Sequentially (trailing quarter) the company’s net profit was up 17 per cent from Rs 258 crore--and revenues increased by 4.3 per cent.
Rupee depreciation impacted the company’s other income, which registered a loss of Rs 32 crore, on account of hedging losses of $10 million (around Rs 49 crore). Tech Mahindra also had a tax writeback of Rs 67.3 crore for this quarter. Last quarter the company had a forex gain of $4 million.
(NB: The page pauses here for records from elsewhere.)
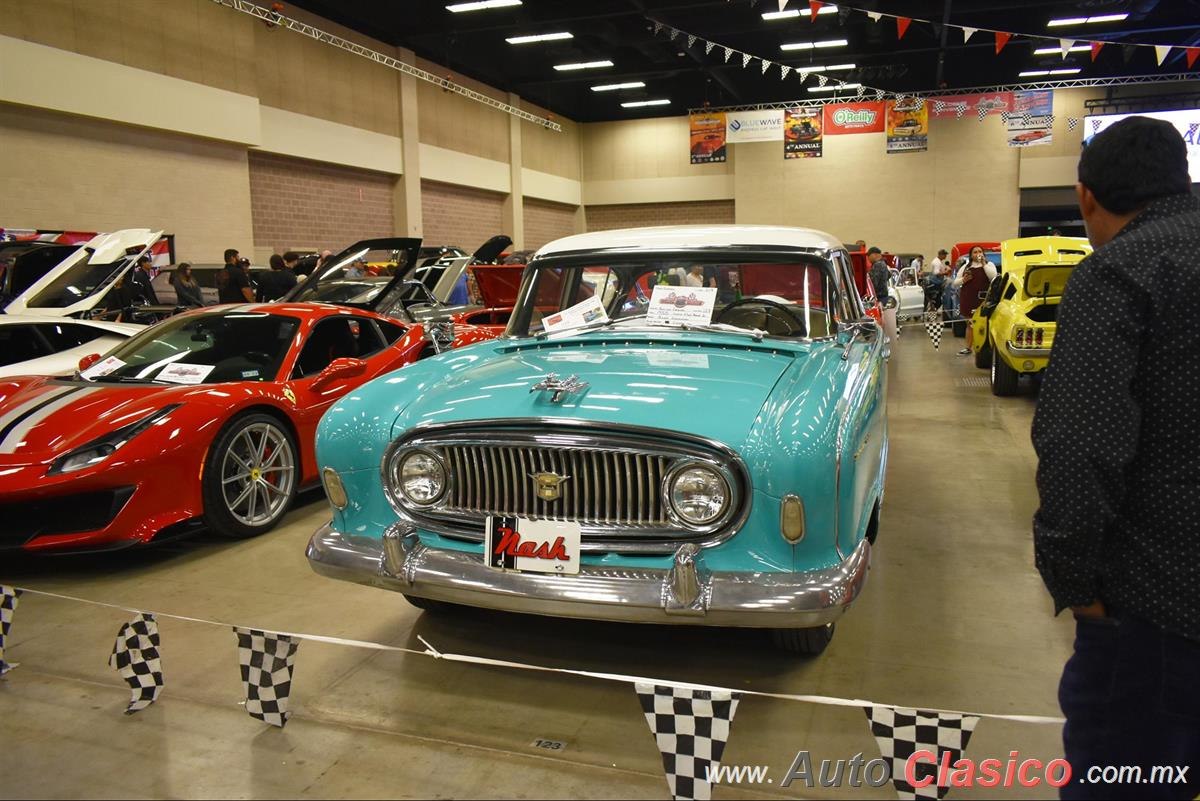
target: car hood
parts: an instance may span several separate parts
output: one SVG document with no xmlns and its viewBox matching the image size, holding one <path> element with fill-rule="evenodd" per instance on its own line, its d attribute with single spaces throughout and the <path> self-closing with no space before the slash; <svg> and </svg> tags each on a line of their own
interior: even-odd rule
<svg viewBox="0 0 1200 801">
<path fill-rule="evenodd" d="M 188 386 L 0 380 L 0 464 L 48 461 L 204 393 Z"/>
<path fill-rule="evenodd" d="M 716 341 L 722 339 L 729 341 Z M 674 429 L 736 447 L 780 376 L 805 356 L 739 340 L 592 334 L 569 344 L 477 345 L 450 355 L 456 363 L 400 411 L 392 436 L 463 420 L 557 418 Z M 551 392 L 531 391 L 551 373 L 588 386 L 555 403 Z"/>
</svg>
“Our focus has been getting long-term deals. We have a contract pipeline of $2.5 billion for the next couple of years. But looking at the current scenario we are treading cautiously. This will certainly impact the discretionary spend of companies. But thankfully we are not catering to the BFSI segment nor do we have a large exposure to the US markets,” said Vineet Nayyar, vice chairman and managing director, Tech Mahindra.
The company’s total client base is 110, with no new client addition for this quarter. It derived 23.2, 68.7 and 8.1 per cent of its revenues from the US, Europe and rest of the world respectively. Tech Mahindra consolidated headcount increased from 24,369 in June 2008 to 25,135 in September 2008.